Die Rolle von zivilgesellschaftlichen Organisationen (CSOs) als Watchdog zur Überwachung der öffentlichen und privaten Akteure sollte von besonderem Interesse sein, da sie durch ihr Eintreten für die Einhaltung oder Einführung von Menschenrechten als Katalysator für Rechenschaft wirken können, insbesondere im Zusammenhang mit fragiler Staatlichkeit. Sie muss daher von allen Stakeholdern nachdrücklich unterstützt werden.
Was ist mit Wirtschaftsunternehmen? Laut den UN-Leitprinzipien müssen Wirtschaftsunternehmen, als spezialisierte Organe der Gesellschaft, die spezialisierte Aufgaben ausführen, das gesamte geltende Recht, auch die internationalen Gesetze, befolgen und die Menschenrechte respektieren.

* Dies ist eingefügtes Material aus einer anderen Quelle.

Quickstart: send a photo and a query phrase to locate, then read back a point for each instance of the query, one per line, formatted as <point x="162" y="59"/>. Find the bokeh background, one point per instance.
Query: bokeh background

Das gilt unabhängig davon, ob der Staat in der Lage oder willens ist, seine Menschenrechtsverpflichtungen zu erfüllen. Wenn aber Unternehmen zum Teil des Problems geworden sind, muss hinsichtlich der Rechenschaftslegung auf dem Weg in die Post-2015-Ära etwas unternommen werden. Multinationale Konzerne sind in einer ganzen Reihe von fragilen Kontexten tätig und profitieren von der Situation. Meist fungieren sie in Konfliktzonen als Katalysatoren und tragen dazu bei, dass die Situation weiterhin fragil bleibt, indem sie beispielsweise mit bewaffneten Gruppierungen und Regierungen Geschäfte machen: so in der Demokratischen Republik Kongo, der Zentralafrikanischen Republik, im Südsudan u.a.
Afrika gehen durch illegale Finanzströme jährlich 50 Milliarden US-Dollar verloren. Davon stammen mindestens 70 Prozent aus der Rohstoffindustrie, darunter auch aus einer Reihe fragiler Staaten, in denen der Staatshaushalt nicht für die Erfüllung der wirtschaftlichen Grundrechte ausreicht. Einige Länder wie die USA unternehmen hier die ersten interessanten Schritte, aber wir brauchen eine weltweit koordinierte Aktion.
Die in diesem Artikel zum Ausdruck gebrachten Ansichten sind ausschließlich die des Autors und entsprechen nicht notwendigerweise den Ansichten seiner Organisation.